When you look at the landscape now, in your opinion, what is the bigger threat? Is it somebody coming in looking to do harm or is it someone thinking they’re doing their job the way they’re supposed to because they’re doing it the way that they were instructed and trained to do it or option C, something else?
There’s the concept of malicious versus malignant threats. I’ve written about this since my first book, Corporate Espionage and the concept of malicious versus malignant. In general, you look at everybody’s afraid and I’ll give you one of the best examples. Anybody who remembers, like post-September 11th, everybody was bending over backward and afraid of terrorists and stuff like that.

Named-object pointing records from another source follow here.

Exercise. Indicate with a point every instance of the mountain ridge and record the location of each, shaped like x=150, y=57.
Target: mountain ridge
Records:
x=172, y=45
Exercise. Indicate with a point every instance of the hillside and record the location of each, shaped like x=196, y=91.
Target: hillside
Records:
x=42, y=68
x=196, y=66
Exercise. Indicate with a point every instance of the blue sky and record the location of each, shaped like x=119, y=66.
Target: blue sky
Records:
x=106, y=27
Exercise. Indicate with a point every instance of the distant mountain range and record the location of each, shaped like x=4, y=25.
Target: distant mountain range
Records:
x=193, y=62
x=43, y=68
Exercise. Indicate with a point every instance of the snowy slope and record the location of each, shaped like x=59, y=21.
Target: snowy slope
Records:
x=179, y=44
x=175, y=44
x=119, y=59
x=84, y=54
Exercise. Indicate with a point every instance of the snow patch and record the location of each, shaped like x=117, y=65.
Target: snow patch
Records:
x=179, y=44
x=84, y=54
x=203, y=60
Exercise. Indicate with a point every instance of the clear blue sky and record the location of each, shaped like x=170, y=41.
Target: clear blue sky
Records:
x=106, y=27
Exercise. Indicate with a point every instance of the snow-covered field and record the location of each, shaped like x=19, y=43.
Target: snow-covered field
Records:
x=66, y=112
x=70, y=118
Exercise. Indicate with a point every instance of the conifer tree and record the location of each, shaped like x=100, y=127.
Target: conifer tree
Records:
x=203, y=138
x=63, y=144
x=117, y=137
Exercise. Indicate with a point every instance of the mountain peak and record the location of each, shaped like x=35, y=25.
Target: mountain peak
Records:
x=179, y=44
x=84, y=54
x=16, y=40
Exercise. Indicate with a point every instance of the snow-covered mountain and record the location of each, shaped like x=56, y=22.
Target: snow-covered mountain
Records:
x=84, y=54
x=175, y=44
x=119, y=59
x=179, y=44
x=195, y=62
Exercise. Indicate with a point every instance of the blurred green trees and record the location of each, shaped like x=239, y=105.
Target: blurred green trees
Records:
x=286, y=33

Soon thereafter, hurricane Katrina came in and caused more damage than Osama Bin Laden, in his wildest dreams, could have ever thought of. Even a nuclear bomb could not have caused more damage than Hurricane Katrina in general, from a damage perspective. I’m not going to talk about life at this point, but you gotta stop and think. Malignant threats are something that happens that frankly, we give very little thought to.
I was talking to people from Homeland Security around the same time. They were talking about trained security, the transport of hazardous materials. What happened was they wanted to take the numbers off the side of trucks and train cars that were transporting hazardous materials because they didn’t want to give terrorists the opportunity to know which train car to blow up. They started proposing that. It went far down until first responders started coming back.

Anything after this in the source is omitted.